====================================================
Reading and plotting nonlinear outputs
====================================================

This is a step-by-step guide on how to use ``pyrokinetics`` to read the output of a nonlinear gyrokinetic simulation
and create some simple plots. In this guide, we will use the example nonlinear output from CGYRO. The same ideas
apply for any gyrokinetic codes supported in ``pyrokinetics``,

Let's first import ``pyrokinetics`` and define our nonlinear input file.  

.. code-block:: python

    >>> from pyrokinetics import Pyro, template_dir
    >>> import matplotlib.pyplot as plt
    >>> import numpy as np
    >>> gk_file = template_dir / "outputs/CGYRO_nonlinear/input.cgyro"
    >>> pyro = Pyro(gk_file=gk_file)


The gyrokinetic file ``input.cgyro`` is our input file template where we set all the extra flags that have been used
in the simulation.

We can then read the nonlinear simulation into a dataset using ``pyrokinetics`` which is stored as a `gk_output`
object

.. code-block:: python 

    >>> pyro.load_gk_output(load_fields=True, load_fluxes=True, load_moments=True)
    >>> data = pyro.gk_output.data


Saving and loading NetCDF files
--------------------------------

For nonlinear simulations, reading raw output files can be particularly expensive due to the large data volumes
associated with full 3D fields, velocity-space moments, and long time traces. To improve performance,
``GKOutput`` datasets can be saved to NetCDF and later reloaded directly.
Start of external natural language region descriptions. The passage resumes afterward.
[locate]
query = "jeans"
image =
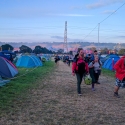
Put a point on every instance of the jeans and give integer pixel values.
(79, 81)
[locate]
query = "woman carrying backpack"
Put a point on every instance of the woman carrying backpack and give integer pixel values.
(95, 71)
(79, 67)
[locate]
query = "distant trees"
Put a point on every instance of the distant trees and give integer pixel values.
(25, 49)
(7, 47)
(39, 49)
(105, 51)
(60, 51)
(93, 48)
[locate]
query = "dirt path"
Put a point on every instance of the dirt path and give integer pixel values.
(55, 102)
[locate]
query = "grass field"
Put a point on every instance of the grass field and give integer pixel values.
(18, 88)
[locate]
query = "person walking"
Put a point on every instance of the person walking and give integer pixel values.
(95, 71)
(120, 75)
(57, 59)
(79, 67)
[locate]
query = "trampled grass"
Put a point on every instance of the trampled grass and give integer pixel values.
(19, 86)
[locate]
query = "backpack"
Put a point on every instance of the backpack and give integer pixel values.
(81, 67)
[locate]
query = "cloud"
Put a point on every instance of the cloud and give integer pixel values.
(121, 37)
(57, 37)
(71, 15)
(108, 11)
(103, 3)
(68, 39)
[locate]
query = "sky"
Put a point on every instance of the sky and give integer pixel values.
(44, 20)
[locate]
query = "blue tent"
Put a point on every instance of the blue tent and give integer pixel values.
(109, 63)
(7, 69)
(28, 61)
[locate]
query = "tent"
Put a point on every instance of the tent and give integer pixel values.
(28, 61)
(7, 69)
(109, 63)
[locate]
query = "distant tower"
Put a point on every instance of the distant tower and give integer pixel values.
(65, 47)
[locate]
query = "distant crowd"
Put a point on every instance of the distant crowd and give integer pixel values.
(90, 65)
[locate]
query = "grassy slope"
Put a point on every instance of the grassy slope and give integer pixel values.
(18, 87)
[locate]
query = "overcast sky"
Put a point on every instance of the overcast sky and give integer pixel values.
(44, 20)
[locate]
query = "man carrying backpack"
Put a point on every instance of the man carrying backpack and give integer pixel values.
(120, 75)
(79, 67)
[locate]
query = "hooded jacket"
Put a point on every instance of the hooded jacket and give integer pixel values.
(120, 68)
(75, 66)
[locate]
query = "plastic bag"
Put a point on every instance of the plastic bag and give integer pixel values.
(87, 80)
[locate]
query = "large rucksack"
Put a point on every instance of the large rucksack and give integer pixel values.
(81, 67)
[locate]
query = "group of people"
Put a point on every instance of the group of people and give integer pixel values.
(91, 64)
(86, 65)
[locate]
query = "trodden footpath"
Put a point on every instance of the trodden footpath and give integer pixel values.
(55, 102)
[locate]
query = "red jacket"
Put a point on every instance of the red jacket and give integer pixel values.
(75, 66)
(120, 68)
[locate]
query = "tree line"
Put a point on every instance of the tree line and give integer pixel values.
(26, 49)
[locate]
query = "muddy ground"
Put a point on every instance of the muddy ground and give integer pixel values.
(55, 102)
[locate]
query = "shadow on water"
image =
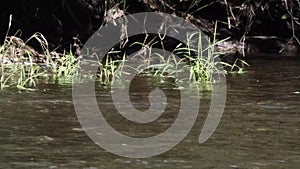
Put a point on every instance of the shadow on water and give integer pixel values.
(259, 128)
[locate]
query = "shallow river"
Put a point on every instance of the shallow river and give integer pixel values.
(259, 128)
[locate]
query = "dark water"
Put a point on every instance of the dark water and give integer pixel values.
(259, 128)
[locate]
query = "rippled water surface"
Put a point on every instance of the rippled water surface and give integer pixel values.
(259, 128)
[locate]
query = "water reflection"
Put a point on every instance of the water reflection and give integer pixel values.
(259, 128)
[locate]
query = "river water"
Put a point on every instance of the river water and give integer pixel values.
(259, 128)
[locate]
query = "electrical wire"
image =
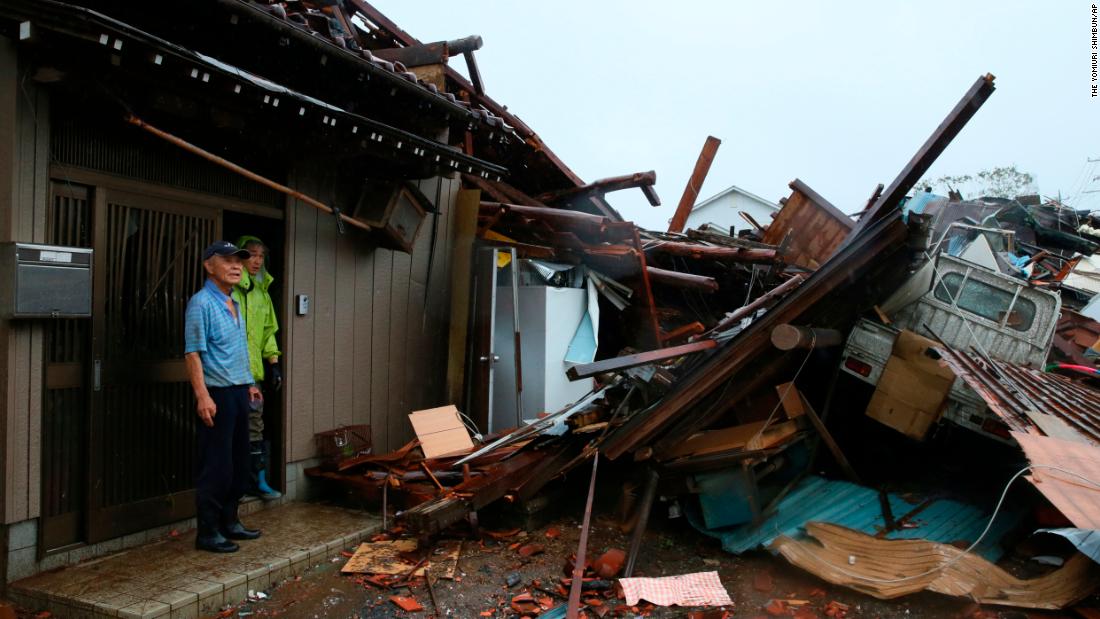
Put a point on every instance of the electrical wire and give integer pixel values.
(969, 549)
(771, 416)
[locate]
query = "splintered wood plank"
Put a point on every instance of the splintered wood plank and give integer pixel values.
(444, 559)
(383, 557)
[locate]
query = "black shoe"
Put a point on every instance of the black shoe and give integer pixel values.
(216, 544)
(237, 531)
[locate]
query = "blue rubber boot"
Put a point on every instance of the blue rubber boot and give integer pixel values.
(266, 492)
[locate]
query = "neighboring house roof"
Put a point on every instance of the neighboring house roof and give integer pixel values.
(734, 189)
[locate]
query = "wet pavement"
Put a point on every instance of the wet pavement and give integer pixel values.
(168, 578)
(486, 566)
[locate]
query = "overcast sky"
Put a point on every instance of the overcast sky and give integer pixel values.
(839, 95)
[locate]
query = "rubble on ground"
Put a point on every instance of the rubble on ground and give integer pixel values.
(718, 363)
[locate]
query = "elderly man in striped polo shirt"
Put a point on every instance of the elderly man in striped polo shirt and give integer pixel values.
(217, 354)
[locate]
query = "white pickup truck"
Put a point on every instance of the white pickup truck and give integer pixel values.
(967, 306)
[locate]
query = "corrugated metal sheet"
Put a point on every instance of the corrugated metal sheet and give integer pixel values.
(1073, 496)
(1016, 393)
(816, 499)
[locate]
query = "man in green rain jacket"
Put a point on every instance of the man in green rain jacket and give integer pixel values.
(261, 324)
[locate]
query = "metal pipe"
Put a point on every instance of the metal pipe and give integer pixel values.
(639, 528)
(574, 589)
(245, 173)
(790, 336)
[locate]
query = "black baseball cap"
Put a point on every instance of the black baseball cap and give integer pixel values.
(223, 249)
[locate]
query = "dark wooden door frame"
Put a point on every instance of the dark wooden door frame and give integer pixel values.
(108, 521)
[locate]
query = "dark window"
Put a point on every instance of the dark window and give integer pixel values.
(986, 301)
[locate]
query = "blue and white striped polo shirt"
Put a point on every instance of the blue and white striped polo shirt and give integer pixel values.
(219, 338)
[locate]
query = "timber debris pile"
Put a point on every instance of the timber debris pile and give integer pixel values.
(725, 366)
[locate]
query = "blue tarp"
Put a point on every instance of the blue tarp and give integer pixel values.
(816, 499)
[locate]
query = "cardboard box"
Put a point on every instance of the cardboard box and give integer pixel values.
(913, 388)
(440, 431)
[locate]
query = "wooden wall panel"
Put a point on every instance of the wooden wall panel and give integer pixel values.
(301, 334)
(397, 426)
(374, 345)
(24, 143)
(363, 336)
(343, 323)
(816, 228)
(323, 311)
(380, 350)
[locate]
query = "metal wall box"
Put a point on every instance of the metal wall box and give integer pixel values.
(396, 210)
(44, 282)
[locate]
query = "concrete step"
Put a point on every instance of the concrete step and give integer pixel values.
(168, 578)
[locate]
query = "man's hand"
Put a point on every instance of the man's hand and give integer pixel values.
(207, 410)
(274, 377)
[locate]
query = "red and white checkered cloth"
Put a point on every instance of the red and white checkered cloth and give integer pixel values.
(702, 588)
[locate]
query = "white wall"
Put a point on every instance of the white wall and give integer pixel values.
(724, 211)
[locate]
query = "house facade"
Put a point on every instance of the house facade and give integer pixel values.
(724, 210)
(144, 132)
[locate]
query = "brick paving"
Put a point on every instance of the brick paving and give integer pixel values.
(168, 578)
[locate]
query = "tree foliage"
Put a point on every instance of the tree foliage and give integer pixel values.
(1005, 181)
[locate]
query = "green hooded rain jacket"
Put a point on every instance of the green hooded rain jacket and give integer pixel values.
(259, 314)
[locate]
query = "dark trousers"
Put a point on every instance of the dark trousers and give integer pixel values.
(223, 456)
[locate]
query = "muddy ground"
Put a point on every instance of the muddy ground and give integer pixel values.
(670, 548)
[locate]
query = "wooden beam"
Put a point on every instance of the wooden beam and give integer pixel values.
(248, 174)
(760, 301)
(694, 184)
(627, 362)
(928, 152)
(710, 252)
(603, 186)
(790, 336)
(682, 279)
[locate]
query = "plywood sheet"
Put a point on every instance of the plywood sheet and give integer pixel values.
(383, 557)
(440, 431)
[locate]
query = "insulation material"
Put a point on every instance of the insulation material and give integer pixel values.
(582, 349)
(861, 562)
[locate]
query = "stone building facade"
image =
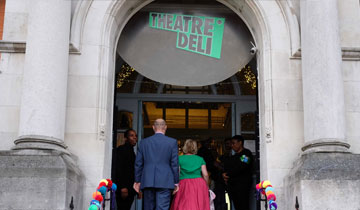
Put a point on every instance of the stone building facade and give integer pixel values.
(57, 87)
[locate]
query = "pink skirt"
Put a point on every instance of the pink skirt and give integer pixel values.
(193, 194)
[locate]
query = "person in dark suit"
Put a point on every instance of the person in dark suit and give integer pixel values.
(157, 168)
(238, 173)
(123, 171)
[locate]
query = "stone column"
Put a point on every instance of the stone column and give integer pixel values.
(323, 89)
(43, 105)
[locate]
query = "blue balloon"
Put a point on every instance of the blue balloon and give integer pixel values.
(102, 190)
(269, 189)
(95, 202)
(114, 187)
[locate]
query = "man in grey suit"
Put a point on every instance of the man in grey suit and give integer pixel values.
(157, 168)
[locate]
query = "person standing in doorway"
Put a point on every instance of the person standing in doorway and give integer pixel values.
(194, 192)
(238, 173)
(123, 168)
(157, 168)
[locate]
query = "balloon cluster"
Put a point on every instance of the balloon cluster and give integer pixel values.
(265, 188)
(106, 185)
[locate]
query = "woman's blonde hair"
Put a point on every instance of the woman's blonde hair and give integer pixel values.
(190, 146)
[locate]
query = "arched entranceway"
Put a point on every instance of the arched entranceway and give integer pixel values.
(99, 24)
(188, 86)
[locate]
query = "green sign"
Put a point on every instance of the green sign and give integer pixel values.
(196, 34)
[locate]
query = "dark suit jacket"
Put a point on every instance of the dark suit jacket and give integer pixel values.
(156, 164)
(123, 167)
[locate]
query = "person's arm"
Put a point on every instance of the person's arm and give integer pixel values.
(139, 165)
(205, 174)
(175, 162)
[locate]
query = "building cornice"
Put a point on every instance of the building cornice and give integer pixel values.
(348, 54)
(20, 47)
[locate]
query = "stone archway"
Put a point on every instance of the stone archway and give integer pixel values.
(99, 23)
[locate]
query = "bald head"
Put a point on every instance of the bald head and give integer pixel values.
(159, 126)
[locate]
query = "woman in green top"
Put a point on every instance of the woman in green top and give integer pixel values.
(193, 193)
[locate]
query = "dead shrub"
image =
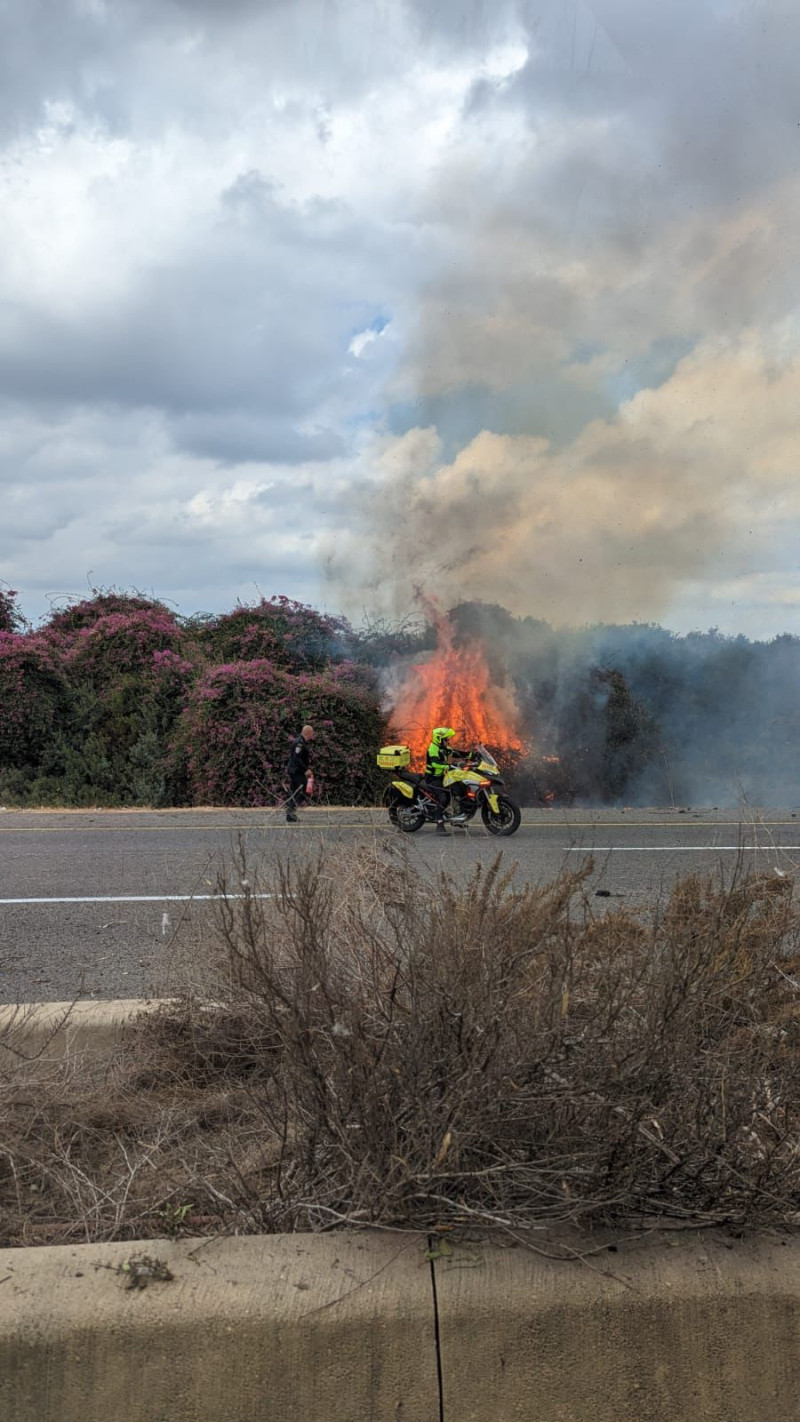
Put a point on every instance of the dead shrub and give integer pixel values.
(397, 1051)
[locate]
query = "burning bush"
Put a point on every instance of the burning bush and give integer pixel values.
(240, 720)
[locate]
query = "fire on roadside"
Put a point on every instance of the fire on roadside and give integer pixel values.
(453, 687)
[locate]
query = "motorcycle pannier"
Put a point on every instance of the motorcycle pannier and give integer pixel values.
(394, 757)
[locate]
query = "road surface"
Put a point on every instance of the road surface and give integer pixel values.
(108, 903)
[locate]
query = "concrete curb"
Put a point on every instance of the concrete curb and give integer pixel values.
(365, 1327)
(309, 1328)
(280, 1330)
(70, 1028)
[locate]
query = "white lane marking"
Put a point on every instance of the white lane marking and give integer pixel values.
(144, 897)
(671, 849)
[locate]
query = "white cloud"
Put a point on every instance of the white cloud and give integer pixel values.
(259, 258)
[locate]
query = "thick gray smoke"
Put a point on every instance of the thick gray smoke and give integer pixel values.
(597, 411)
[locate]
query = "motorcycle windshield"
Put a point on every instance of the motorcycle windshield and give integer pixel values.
(488, 760)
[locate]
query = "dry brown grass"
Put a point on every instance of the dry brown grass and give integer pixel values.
(401, 1052)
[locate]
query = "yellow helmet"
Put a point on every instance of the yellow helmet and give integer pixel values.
(442, 733)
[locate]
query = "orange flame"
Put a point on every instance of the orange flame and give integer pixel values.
(453, 687)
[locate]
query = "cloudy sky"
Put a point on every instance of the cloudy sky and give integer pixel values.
(338, 297)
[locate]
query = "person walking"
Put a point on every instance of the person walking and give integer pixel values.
(299, 771)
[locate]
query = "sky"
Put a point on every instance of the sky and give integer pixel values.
(340, 299)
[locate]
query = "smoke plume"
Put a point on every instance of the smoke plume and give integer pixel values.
(596, 411)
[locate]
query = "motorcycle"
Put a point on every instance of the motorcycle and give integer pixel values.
(472, 785)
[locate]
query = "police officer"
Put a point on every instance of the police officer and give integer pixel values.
(299, 768)
(436, 762)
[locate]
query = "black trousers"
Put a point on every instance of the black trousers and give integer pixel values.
(296, 791)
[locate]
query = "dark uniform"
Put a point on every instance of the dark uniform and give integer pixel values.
(297, 771)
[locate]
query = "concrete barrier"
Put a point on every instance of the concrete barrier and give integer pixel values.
(249, 1330)
(68, 1028)
(310, 1328)
(363, 1328)
(687, 1330)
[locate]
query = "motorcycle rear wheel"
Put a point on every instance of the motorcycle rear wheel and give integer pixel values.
(409, 818)
(506, 822)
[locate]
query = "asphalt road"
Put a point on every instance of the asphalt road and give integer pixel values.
(105, 903)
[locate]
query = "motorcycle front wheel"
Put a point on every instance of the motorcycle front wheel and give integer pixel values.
(506, 822)
(409, 818)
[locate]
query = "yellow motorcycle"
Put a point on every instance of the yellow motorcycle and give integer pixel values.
(472, 785)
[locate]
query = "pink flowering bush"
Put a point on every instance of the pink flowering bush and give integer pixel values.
(242, 717)
(118, 701)
(90, 610)
(33, 696)
(277, 630)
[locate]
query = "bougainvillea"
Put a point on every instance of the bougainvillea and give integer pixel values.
(242, 718)
(117, 700)
(279, 630)
(33, 694)
(68, 620)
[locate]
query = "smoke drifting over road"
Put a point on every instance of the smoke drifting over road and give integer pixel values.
(604, 374)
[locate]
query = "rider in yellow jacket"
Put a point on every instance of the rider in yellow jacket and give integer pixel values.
(436, 762)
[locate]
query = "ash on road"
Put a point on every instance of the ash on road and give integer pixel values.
(115, 903)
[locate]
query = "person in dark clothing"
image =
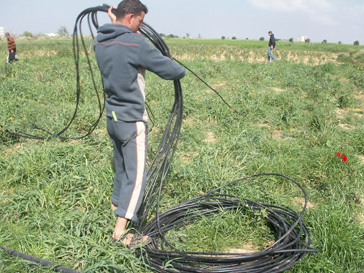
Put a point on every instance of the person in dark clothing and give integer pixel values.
(271, 46)
(11, 47)
(123, 56)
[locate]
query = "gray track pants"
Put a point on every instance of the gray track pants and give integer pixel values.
(130, 140)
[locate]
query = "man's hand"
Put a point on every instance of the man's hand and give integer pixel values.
(111, 14)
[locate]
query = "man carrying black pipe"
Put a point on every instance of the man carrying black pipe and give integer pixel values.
(123, 56)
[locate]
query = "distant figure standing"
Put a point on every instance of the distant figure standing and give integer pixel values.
(11, 48)
(271, 46)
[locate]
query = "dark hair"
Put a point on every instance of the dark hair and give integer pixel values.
(130, 6)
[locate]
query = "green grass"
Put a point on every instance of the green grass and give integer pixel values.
(297, 114)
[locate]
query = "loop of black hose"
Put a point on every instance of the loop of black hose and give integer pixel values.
(291, 246)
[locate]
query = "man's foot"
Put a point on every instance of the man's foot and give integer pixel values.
(131, 240)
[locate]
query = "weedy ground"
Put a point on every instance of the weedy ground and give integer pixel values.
(294, 116)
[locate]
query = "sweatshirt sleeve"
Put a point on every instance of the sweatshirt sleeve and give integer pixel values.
(153, 60)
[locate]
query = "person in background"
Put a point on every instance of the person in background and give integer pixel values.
(123, 56)
(271, 46)
(11, 48)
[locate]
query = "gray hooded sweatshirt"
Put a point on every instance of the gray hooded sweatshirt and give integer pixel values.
(123, 57)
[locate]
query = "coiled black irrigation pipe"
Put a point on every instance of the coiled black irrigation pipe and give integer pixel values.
(292, 235)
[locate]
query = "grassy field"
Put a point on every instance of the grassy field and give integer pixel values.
(297, 115)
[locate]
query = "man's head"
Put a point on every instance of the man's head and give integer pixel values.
(131, 13)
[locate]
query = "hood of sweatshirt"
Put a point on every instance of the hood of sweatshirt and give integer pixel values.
(111, 31)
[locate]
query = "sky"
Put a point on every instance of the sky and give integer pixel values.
(318, 20)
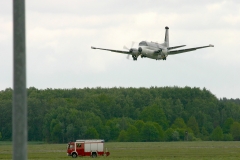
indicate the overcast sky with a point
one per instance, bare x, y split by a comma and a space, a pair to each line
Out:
60, 33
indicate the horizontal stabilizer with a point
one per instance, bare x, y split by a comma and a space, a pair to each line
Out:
187, 50
112, 50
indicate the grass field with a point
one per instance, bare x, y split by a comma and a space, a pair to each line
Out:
137, 150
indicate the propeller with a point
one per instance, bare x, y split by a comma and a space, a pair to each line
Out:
130, 50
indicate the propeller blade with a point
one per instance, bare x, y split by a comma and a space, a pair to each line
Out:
132, 44
124, 47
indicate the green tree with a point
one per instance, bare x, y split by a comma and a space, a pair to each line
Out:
217, 134
132, 134
235, 131
160, 131
179, 123
123, 136
227, 125
168, 134
139, 124
175, 136
155, 114
149, 133
56, 131
192, 123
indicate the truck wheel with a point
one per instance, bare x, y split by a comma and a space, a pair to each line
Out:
74, 155
94, 155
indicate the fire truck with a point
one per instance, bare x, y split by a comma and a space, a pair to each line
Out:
91, 148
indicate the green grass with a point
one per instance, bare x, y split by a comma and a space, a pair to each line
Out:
137, 150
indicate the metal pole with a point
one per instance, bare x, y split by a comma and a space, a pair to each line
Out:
19, 112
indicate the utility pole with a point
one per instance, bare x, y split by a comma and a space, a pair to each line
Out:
19, 109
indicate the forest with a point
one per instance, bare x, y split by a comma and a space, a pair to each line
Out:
124, 114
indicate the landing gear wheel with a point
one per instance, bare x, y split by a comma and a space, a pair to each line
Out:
94, 155
74, 155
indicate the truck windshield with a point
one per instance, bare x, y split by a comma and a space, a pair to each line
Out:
70, 146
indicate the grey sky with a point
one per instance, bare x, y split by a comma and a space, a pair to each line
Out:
60, 34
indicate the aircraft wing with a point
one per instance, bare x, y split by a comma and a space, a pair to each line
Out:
118, 51
169, 48
187, 50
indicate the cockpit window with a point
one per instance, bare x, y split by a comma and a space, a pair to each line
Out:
143, 43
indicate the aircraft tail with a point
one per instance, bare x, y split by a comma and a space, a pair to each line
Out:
166, 40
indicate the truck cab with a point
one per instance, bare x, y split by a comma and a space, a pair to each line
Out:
91, 148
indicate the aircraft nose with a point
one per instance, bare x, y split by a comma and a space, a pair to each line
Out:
139, 49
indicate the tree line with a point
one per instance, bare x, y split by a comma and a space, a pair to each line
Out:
124, 114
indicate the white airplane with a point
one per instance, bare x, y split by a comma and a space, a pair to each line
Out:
154, 50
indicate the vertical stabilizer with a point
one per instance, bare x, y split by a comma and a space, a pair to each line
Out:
166, 40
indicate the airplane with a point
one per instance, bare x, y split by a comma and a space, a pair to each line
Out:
154, 50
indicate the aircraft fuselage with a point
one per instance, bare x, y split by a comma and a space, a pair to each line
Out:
153, 50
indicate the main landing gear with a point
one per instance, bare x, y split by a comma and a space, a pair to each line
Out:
134, 57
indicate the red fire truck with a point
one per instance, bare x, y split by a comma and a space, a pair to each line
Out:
91, 148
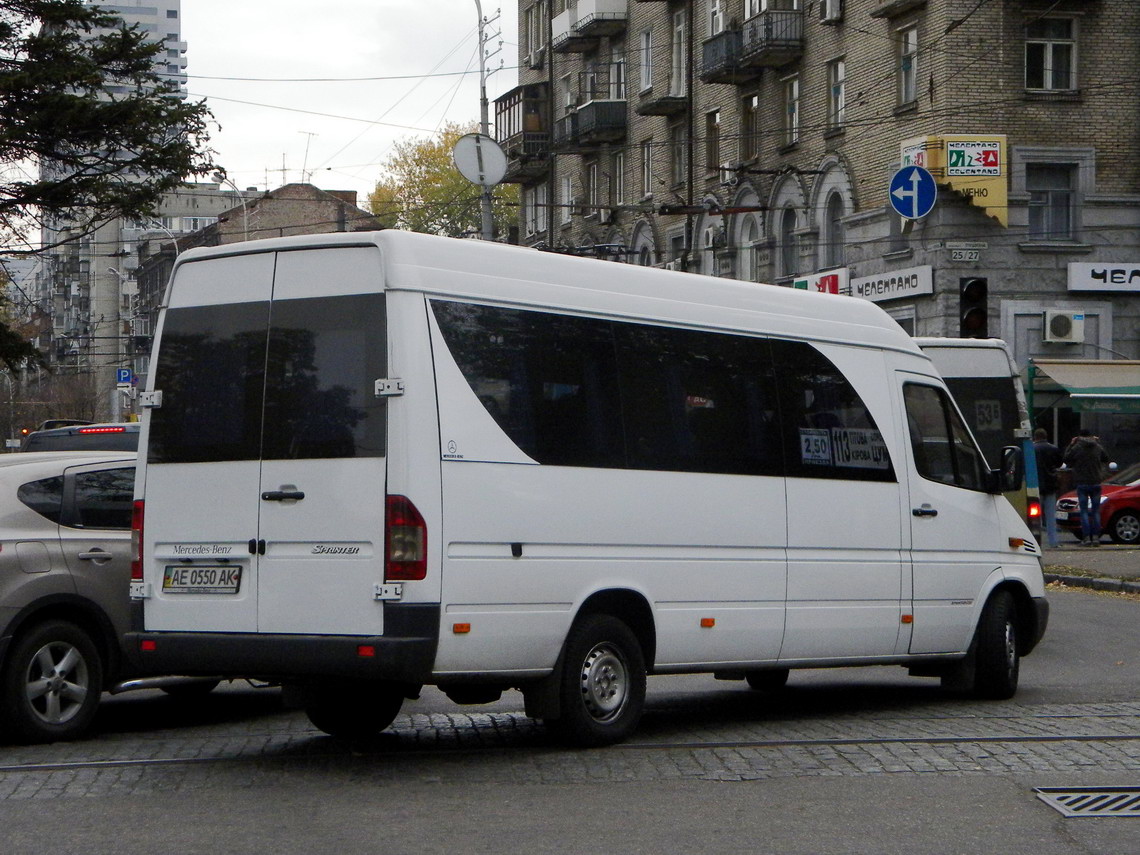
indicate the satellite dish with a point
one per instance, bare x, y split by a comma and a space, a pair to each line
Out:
480, 160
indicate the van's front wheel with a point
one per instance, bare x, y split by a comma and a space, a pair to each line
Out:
352, 710
602, 692
998, 662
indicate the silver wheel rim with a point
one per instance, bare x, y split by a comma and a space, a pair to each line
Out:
57, 683
1128, 529
1010, 649
604, 683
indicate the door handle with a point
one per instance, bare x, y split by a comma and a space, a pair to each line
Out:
283, 495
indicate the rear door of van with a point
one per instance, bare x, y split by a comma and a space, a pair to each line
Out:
265, 479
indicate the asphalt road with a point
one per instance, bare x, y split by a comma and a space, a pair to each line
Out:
855, 760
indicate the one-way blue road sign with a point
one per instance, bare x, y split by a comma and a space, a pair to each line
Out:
912, 193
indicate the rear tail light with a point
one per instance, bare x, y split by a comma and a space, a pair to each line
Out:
1033, 511
405, 542
137, 542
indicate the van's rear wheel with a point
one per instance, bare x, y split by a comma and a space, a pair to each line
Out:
602, 685
355, 710
51, 684
996, 660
This workflow can **dramatically reduce loading time** when repeatedly analysing the same simulation and can also
help when working under memory constraints.

.. code-block:: python

    >>> from pyrokinetics import Pyro, template_dir

    >>> gk_file = template_dir / "outputs/CGYRO_nonlinear/input.cgyro"

    # Load from native gyrokinetic output
    >>> pyro = Pyro(gk_file=gk_file)
    >>> pyro.load_gk_output(load_fields=True, load_fluxes=True, load_moments=True)

    # Save processed dataset
    >>> pyro.gk_output.to_netcdf("nonlinear_cgyro.nc")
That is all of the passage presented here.